The topographic data come from the Context Camera on the Mars Reconnaissance Orbiter. The Context Camera provides images with a resolution of ~6 meters per pixel covering swathes 30 km (18.6 mi) wide and up to 160 km (100 mi) long. To produce a DTM, two overlapping images of the same area go through sophisticated computer processing to create a 3D view of the overlapping area, just as our brains process information from both eyes for depth perception. The NASA Ames Stereo Pipeline can be used to process individual pairs but aligning those pairs to each other and to global topography so that they can be seamlessly combined is no small feat.
To do this, the USGS Astrogeology team first roughly aligned the individual DTMs to global low-resolution topography, then fed all of those approximately aligned DTMs back into the computer, working in batches of several hundred DTMs at a time. This took an enormous amount of computer processing, so Astrogeology used the USGS Denali super computer housed at the Eros Data Center in Sioux Falls, SD to process the data over the course of a few weeks. On a personal computer, this would have taken between two and 35 years of continuous processing!

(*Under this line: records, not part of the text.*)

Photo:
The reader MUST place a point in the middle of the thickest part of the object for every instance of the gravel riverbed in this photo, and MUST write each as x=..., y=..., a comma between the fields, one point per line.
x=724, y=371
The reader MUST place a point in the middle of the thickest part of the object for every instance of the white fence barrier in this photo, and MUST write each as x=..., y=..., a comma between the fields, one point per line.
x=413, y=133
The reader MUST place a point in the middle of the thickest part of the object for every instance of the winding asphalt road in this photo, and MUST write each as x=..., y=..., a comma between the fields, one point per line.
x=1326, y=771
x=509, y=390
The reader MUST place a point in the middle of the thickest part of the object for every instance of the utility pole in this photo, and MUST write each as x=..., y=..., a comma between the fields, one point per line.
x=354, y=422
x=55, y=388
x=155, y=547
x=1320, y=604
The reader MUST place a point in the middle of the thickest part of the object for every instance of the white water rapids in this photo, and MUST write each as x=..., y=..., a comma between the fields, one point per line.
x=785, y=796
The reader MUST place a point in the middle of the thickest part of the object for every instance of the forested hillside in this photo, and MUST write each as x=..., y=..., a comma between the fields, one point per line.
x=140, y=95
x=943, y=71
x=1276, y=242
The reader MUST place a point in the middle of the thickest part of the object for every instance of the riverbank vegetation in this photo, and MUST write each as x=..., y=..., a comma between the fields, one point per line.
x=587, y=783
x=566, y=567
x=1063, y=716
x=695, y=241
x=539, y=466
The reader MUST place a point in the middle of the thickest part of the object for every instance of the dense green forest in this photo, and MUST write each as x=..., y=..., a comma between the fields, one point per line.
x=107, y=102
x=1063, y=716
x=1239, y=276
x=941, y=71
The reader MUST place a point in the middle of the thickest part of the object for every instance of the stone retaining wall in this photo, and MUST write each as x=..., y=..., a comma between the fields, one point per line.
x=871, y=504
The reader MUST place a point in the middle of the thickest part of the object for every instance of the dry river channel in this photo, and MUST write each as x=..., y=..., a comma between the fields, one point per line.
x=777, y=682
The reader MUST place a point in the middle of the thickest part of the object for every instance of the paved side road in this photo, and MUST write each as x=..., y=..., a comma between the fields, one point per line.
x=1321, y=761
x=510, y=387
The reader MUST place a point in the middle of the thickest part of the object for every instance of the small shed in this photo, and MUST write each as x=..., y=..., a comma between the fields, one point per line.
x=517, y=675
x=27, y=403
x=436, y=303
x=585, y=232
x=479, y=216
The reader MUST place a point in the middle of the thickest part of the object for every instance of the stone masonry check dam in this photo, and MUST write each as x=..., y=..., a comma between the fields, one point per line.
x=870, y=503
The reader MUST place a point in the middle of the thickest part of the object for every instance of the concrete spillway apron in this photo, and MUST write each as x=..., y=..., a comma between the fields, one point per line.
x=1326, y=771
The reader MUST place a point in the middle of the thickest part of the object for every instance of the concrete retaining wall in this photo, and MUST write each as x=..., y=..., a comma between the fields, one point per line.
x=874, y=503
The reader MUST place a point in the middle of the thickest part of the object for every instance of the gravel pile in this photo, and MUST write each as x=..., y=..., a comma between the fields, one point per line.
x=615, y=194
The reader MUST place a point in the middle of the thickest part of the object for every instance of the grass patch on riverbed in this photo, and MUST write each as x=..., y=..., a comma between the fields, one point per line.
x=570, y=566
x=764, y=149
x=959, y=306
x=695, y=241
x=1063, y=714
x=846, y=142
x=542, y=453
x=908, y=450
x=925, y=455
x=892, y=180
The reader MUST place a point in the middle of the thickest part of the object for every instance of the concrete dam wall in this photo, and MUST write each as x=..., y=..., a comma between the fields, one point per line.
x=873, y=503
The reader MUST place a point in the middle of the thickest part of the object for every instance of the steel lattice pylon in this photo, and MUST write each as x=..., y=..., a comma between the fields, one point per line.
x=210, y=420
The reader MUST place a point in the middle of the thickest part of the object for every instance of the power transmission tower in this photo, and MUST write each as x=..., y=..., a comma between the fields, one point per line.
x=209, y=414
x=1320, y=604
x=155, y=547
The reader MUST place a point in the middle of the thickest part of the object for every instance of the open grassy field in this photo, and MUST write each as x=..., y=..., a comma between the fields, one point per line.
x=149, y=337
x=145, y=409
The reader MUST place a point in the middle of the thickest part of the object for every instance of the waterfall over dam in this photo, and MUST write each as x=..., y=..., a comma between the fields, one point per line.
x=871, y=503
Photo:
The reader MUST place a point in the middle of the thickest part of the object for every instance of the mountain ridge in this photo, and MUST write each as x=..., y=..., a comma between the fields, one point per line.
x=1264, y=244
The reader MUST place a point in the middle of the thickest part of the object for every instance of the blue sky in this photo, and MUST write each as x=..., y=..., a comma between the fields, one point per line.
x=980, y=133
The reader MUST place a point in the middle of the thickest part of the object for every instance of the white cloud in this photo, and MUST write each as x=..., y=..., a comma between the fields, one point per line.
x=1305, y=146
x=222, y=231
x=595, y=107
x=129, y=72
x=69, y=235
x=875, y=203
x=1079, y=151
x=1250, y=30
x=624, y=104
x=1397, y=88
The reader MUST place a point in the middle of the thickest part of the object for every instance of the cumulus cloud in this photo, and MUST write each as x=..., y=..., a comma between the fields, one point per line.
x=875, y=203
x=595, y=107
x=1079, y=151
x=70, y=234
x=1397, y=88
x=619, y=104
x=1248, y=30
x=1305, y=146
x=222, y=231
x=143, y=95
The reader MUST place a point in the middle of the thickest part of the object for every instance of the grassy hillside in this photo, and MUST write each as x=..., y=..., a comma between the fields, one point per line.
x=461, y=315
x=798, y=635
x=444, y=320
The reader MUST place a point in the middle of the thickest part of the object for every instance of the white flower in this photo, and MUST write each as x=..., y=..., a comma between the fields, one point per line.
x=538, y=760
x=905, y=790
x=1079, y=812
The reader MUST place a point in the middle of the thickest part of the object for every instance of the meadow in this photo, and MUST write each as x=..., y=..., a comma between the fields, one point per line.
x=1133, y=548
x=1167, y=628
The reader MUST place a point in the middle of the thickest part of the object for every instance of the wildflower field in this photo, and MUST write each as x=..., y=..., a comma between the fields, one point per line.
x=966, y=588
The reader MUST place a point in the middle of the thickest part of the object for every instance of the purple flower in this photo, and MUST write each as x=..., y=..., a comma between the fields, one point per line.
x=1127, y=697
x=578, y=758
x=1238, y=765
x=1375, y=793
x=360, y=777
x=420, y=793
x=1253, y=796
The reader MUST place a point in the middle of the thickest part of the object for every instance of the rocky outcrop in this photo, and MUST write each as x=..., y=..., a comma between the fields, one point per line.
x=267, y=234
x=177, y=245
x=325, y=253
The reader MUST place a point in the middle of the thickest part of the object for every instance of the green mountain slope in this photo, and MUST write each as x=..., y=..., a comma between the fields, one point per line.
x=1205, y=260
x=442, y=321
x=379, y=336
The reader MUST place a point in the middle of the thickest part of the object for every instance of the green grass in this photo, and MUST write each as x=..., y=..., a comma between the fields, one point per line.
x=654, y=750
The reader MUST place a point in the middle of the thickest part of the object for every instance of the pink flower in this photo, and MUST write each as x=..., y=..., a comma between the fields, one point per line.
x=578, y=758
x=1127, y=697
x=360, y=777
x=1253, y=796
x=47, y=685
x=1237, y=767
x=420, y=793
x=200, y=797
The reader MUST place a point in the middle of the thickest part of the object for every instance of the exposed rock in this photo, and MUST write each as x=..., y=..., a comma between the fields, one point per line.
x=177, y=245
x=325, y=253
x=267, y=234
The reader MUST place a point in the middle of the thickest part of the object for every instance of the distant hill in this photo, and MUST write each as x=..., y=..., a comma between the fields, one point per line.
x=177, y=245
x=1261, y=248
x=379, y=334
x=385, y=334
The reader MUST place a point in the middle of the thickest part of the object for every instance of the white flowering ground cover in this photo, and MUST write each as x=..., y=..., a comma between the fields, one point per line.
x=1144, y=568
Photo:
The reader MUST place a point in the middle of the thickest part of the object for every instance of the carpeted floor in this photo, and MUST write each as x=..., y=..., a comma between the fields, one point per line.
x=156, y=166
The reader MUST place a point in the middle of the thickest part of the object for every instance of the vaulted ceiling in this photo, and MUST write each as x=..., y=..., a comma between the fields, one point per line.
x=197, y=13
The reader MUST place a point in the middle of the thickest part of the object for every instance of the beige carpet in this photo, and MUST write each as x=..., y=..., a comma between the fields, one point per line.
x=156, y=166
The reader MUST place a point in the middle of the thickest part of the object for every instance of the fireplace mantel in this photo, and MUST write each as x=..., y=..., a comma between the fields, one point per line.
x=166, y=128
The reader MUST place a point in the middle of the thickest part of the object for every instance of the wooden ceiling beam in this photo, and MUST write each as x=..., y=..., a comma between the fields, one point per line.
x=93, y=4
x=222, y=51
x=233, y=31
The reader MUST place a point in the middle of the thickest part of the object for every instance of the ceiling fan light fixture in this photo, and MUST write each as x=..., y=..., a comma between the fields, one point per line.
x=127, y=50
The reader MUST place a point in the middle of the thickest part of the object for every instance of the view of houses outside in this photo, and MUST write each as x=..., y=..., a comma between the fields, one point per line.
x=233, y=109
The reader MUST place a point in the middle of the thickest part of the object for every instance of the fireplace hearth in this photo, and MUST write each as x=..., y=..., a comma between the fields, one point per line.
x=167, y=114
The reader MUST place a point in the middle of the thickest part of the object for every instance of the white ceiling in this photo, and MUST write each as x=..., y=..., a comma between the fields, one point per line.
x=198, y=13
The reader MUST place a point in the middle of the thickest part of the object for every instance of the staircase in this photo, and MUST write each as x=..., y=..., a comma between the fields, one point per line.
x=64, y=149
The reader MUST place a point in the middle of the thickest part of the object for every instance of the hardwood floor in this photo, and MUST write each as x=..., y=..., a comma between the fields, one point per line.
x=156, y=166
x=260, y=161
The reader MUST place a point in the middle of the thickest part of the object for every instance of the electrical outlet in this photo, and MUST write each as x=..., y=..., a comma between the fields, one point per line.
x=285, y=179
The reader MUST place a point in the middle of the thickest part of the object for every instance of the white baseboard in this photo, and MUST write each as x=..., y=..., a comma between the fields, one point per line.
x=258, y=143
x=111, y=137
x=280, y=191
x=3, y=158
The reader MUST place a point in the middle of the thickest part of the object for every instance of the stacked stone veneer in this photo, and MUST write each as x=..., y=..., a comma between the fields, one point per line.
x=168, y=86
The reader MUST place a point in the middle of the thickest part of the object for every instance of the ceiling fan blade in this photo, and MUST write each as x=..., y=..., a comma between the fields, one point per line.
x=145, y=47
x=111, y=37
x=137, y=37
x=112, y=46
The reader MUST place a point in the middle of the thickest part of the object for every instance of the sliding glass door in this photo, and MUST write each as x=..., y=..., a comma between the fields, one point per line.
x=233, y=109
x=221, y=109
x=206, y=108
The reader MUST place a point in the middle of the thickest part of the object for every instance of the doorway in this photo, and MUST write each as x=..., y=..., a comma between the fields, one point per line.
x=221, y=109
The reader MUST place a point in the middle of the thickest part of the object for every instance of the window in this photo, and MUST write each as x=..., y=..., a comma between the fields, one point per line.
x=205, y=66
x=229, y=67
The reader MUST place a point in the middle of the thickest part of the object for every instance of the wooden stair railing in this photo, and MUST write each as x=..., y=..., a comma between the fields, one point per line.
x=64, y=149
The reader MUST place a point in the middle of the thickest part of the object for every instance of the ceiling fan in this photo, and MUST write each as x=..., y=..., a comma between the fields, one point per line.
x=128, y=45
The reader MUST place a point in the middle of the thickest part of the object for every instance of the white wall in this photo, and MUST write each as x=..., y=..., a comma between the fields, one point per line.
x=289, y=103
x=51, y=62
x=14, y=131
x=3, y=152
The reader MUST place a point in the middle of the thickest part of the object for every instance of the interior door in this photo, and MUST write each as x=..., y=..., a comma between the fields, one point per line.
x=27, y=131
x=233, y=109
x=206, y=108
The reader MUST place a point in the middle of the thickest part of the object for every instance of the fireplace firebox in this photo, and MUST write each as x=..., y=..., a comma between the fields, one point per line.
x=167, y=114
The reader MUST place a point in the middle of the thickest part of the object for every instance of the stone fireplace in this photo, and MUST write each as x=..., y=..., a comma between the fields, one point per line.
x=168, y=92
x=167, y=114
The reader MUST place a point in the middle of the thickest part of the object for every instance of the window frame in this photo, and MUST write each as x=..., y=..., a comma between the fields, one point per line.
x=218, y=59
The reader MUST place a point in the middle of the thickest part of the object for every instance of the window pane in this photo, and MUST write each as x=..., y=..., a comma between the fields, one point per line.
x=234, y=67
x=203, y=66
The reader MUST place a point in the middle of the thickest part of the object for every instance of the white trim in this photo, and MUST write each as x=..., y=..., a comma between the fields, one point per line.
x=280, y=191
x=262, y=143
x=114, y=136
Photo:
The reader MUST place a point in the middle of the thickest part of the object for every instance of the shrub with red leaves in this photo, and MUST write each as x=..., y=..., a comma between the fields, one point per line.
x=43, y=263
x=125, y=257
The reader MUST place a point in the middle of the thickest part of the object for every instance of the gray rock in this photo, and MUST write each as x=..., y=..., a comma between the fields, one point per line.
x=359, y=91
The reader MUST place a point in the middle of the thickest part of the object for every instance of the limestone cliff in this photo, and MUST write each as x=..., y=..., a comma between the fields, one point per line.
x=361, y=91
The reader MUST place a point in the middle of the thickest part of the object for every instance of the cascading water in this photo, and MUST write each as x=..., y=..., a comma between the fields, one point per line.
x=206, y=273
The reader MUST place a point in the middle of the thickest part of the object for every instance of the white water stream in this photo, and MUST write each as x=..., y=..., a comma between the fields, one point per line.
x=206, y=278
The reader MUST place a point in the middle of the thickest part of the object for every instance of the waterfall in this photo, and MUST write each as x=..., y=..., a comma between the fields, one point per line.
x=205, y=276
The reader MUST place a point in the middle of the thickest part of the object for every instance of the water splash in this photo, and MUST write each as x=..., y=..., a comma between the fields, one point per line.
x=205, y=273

“These data are important because they democratize the availability of high-quality Mars topographic data,” Laura said. “Getting consistent, well aligned results is not easy. We felt it was important to generate and release these products so that others could freely access the data. When these data are highly accessible, anyone can contribute to scientific discovery.”
The 4,800 DTMs released so far are just the tip of the iceberg. They represent pairs that were collected alongside higher resolution image pairs from the High Resolution Imaging Science Experiment (HiRISE) camera. There are thousands of other potential CTX image pairs that Astrogeology is working to process, which will eventually result in even greater topographic coverage at 20 meters per pixel.